## Additional hints for questions 1 and 3

- Question 1. In class I described an algorithm for solving the consensus
problem in the presence of stopping failures. The algorithm is the same as that
given in question 1 of the assignment, except that the number of rounds is
*f+1*, where *f* is an upper bound on the maximum number of
processors that
can fail.
The proof of correctness is as follows. There must be at least one round
of the algorithm when no processors fail; this is because if at least one
processor fails in each round then there would be *f+1* failures.

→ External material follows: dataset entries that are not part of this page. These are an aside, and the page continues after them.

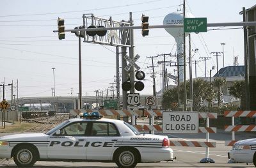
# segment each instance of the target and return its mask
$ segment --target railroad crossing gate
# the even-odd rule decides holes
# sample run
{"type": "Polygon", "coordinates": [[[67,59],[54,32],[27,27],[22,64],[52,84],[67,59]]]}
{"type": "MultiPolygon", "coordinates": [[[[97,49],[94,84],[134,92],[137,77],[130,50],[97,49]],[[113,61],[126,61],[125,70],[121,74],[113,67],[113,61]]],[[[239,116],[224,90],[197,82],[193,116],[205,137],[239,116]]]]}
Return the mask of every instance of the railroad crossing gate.
{"type": "Polygon", "coordinates": [[[5,100],[5,99],[3,100],[3,101],[0,103],[0,108],[2,109],[3,111],[4,112],[8,108],[9,108],[10,105],[5,100]]]}
{"type": "Polygon", "coordinates": [[[156,97],[151,96],[147,96],[146,105],[156,105],[156,97]]]}
{"type": "Polygon", "coordinates": [[[124,68],[126,71],[129,71],[131,68],[131,67],[132,67],[132,66],[133,65],[133,66],[134,66],[134,68],[137,70],[139,70],[140,69],[140,67],[136,64],[135,63],[136,61],[137,61],[138,59],[139,59],[139,58],[140,57],[140,56],[137,54],[136,55],[136,56],[132,59],[131,59],[131,57],[129,56],[128,56],[127,55],[125,55],[124,56],[124,58],[129,63],[127,66],[126,66],[126,67],[124,68]]]}

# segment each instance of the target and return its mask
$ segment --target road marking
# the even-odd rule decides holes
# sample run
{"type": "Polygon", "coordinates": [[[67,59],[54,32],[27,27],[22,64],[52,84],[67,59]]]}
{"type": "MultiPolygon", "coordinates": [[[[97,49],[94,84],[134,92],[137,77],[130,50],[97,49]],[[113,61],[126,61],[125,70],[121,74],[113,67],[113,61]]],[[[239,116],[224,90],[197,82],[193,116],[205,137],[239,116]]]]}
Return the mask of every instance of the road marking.
{"type": "MultiPolygon", "coordinates": [[[[173,136],[173,137],[175,137],[175,138],[179,138],[179,139],[182,139],[182,140],[184,140],[185,141],[189,141],[188,139],[184,139],[184,138],[181,138],[181,137],[179,137],[174,135],[170,135],[170,136],[173,136]]],[[[170,139],[170,137],[169,137],[169,139],[170,139]]]]}
{"type": "MultiPolygon", "coordinates": [[[[205,150],[204,150],[204,151],[182,151],[182,150],[177,150],[177,149],[173,149],[173,151],[188,151],[188,152],[189,152],[189,151],[205,151],[205,150]]],[[[228,151],[209,151],[209,152],[210,151],[213,151],[213,152],[228,152],[228,151]]]]}
{"type": "MultiPolygon", "coordinates": [[[[205,153],[195,152],[195,151],[182,151],[188,152],[188,153],[197,153],[197,154],[205,155],[205,153]]],[[[210,153],[209,154],[209,155],[216,156],[216,157],[225,157],[225,158],[227,158],[228,157],[227,156],[214,155],[214,154],[210,154],[210,153]]]]}

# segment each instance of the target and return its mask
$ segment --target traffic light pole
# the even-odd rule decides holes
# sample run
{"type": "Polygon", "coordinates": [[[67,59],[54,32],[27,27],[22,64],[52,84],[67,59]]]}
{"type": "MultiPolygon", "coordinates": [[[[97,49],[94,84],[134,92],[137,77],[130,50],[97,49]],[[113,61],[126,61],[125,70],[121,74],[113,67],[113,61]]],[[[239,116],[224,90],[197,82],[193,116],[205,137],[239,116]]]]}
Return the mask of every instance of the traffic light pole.
{"type": "MultiPolygon", "coordinates": [[[[132,20],[132,13],[130,12],[130,20],[131,26],[133,26],[133,20],[132,20]]],[[[130,31],[130,45],[131,47],[129,49],[129,56],[130,58],[132,60],[134,58],[134,35],[133,35],[133,29],[130,31]]],[[[130,93],[135,93],[135,88],[134,88],[134,66],[132,65],[130,68],[130,82],[131,82],[131,90],[130,93]]]]}
{"type": "MultiPolygon", "coordinates": [[[[125,31],[124,33],[125,33],[127,34],[127,31],[125,31]]],[[[123,36],[123,38],[122,40],[124,42],[125,40],[125,36],[123,36]]],[[[122,51],[122,82],[124,81],[126,81],[127,80],[127,73],[124,69],[126,66],[127,66],[127,63],[126,62],[126,59],[124,59],[124,57],[127,54],[127,48],[126,47],[121,47],[121,51],[122,51]]],[[[123,90],[123,109],[127,109],[127,92],[123,90]]]]}

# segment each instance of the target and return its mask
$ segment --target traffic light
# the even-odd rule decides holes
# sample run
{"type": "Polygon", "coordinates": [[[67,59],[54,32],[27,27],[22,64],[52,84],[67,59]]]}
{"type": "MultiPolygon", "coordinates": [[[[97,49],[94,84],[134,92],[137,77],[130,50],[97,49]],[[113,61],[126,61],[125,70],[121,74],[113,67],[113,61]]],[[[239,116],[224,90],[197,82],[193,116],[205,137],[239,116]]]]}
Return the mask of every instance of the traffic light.
{"type": "MultiPolygon", "coordinates": [[[[145,73],[143,71],[138,71],[135,74],[135,77],[139,80],[143,80],[145,78],[145,73]]],[[[125,91],[131,90],[132,85],[130,81],[129,73],[127,73],[127,80],[122,84],[122,89],[125,91]]],[[[141,81],[134,82],[134,88],[137,91],[142,91],[144,89],[144,84],[141,81]]]]}
{"type": "Polygon", "coordinates": [[[145,36],[148,36],[148,17],[142,15],[141,16],[141,34],[144,37],[145,36]]]}
{"type": "Polygon", "coordinates": [[[125,91],[129,91],[131,90],[131,88],[132,85],[130,83],[130,81],[125,81],[122,84],[122,89],[123,89],[125,91]]]}
{"type": "MultiPolygon", "coordinates": [[[[92,28],[103,28],[105,27],[103,26],[99,26],[98,27],[96,27],[95,26],[91,25],[87,27],[87,29],[92,29],[92,28]]],[[[98,36],[102,37],[106,35],[107,34],[107,31],[106,30],[102,30],[102,31],[86,31],[87,34],[89,36],[94,36],[96,34],[98,36]]]]}
{"type": "Polygon", "coordinates": [[[59,40],[65,39],[64,19],[58,19],[58,32],[59,33],[59,40]]]}
{"type": "MultiPolygon", "coordinates": [[[[145,78],[145,73],[143,71],[138,71],[135,73],[135,77],[139,80],[143,80],[145,78]]],[[[137,91],[142,91],[144,89],[144,84],[141,81],[136,81],[134,84],[134,88],[137,91]]]]}

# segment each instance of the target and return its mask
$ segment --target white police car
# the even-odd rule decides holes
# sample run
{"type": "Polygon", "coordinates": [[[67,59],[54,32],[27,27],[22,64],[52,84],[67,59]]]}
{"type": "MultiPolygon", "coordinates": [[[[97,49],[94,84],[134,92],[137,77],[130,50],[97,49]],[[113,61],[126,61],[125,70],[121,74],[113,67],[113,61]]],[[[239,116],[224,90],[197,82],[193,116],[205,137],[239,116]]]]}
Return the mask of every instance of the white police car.
{"type": "Polygon", "coordinates": [[[134,167],[138,162],[173,160],[167,136],[140,134],[123,121],[70,119],[46,134],[0,137],[0,158],[13,157],[20,167],[37,160],[115,162],[134,167]]]}
{"type": "Polygon", "coordinates": [[[228,157],[235,162],[253,162],[256,166],[256,138],[236,142],[228,153],[228,157]]]}

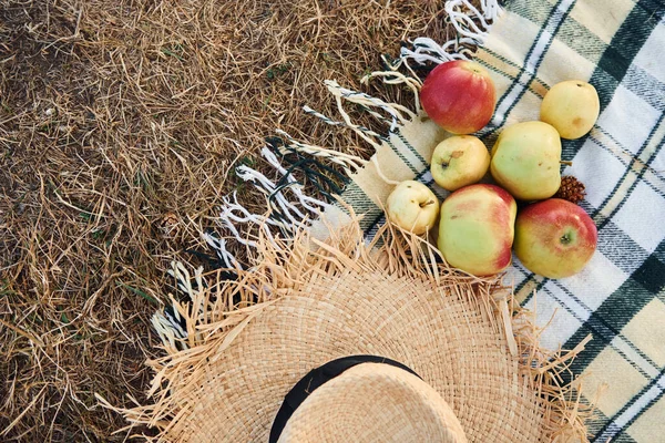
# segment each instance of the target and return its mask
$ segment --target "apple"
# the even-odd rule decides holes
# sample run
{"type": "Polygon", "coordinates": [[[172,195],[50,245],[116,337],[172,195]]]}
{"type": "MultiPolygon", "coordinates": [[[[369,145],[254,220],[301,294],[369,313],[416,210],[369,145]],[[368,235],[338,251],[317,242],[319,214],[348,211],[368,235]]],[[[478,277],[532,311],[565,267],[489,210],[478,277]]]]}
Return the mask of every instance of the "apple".
{"type": "Polygon", "coordinates": [[[475,62],[454,60],[439,64],[420,90],[422,109],[439,126],[453,134],[470,134],[488,124],[497,105],[490,73],[475,62]]]}
{"type": "Polygon", "coordinates": [[[480,138],[456,135],[434,147],[430,171],[434,182],[448,190],[478,183],[490,168],[490,153],[480,138]]]}
{"type": "Polygon", "coordinates": [[[541,104],[541,120],[567,140],[580,138],[591,131],[600,112],[598,93],[593,85],[581,80],[556,83],[541,104]]]}
{"type": "Polygon", "coordinates": [[[437,223],[439,199],[422,183],[406,181],[388,196],[386,215],[402,229],[424,234],[437,223]]]}
{"type": "Polygon", "coordinates": [[[452,193],[441,205],[438,247],[450,266],[474,276],[501,272],[512,262],[518,205],[495,185],[452,193]]]}
{"type": "Polygon", "coordinates": [[[504,128],[492,147],[494,181],[521,200],[553,196],[561,185],[561,138],[554,126],[522,122],[504,128]]]}
{"type": "Polygon", "coordinates": [[[550,198],[526,206],[515,222],[515,255],[532,272],[549,278],[577,274],[595,251],[597,229],[574,203],[550,198]]]}

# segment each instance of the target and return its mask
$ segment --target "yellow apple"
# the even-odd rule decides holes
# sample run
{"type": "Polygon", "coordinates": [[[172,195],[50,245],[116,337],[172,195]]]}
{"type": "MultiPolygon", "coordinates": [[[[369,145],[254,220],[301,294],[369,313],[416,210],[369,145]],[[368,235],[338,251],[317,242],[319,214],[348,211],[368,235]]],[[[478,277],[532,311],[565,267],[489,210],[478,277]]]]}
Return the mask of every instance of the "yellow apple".
{"type": "Polygon", "coordinates": [[[402,229],[424,234],[437,223],[439,199],[422,183],[406,181],[388,196],[386,215],[402,229]]]}
{"type": "Polygon", "coordinates": [[[580,138],[591,131],[600,112],[598,93],[593,85],[581,80],[556,83],[541,104],[541,120],[567,140],[580,138]]]}
{"type": "Polygon", "coordinates": [[[561,185],[561,138],[554,126],[522,122],[501,132],[490,172],[497,183],[521,200],[549,198],[561,185]]]}
{"type": "Polygon", "coordinates": [[[490,153],[473,135],[457,135],[439,143],[430,166],[434,182],[448,190],[479,182],[489,168],[490,153]]]}

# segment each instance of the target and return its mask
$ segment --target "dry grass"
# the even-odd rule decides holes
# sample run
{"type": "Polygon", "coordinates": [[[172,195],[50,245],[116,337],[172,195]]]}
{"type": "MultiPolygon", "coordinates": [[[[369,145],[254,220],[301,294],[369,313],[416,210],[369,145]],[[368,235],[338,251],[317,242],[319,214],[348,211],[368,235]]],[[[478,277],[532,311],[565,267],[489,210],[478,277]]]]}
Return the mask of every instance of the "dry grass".
{"type": "Polygon", "coordinates": [[[263,167],[276,127],[368,156],[300,106],[331,114],[324,79],[360,89],[400,40],[444,40],[442,9],[0,0],[0,440],[125,439],[94,393],[143,399],[170,260],[222,195],[258,202],[233,167],[263,167]]]}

Consider the round *i* when no processor fails. Notice that in this round
all messages are delivered, received and processed. Hence, at the end of this
round all processors will
have selected the same value *v*. In the following
rounds, if any, all processors send messages containing the value *v*,
so any processor failures happening in these rounds will not change the
value that the processors have selected and thus at the end the processors
will achieved consensus.
Your proof for the half consensus problem can have a similar structure as the
proof above. You need to show that there is one round *i*
when not too many
processors fail and use that to argue that at the end of the round the
total number of values that the processors will have selected cannot be
too large either. Then, argue that the rounds following the *i*-th one
cannot increase the number of different values that the processors have
selected.
- Question 3. Most of you have correctly selected the value of the one
addresses to store in the finger table. To determine the other and to
prove that it is the best possible one, assume that the address is that
of the successor of a processor at least a distance
*x* from the
ring identifier of the current processor. Then write an equation for the
number of messages that would have to be sent to find any key in the system.
This will be a function of *x*. Finally, minimize that function.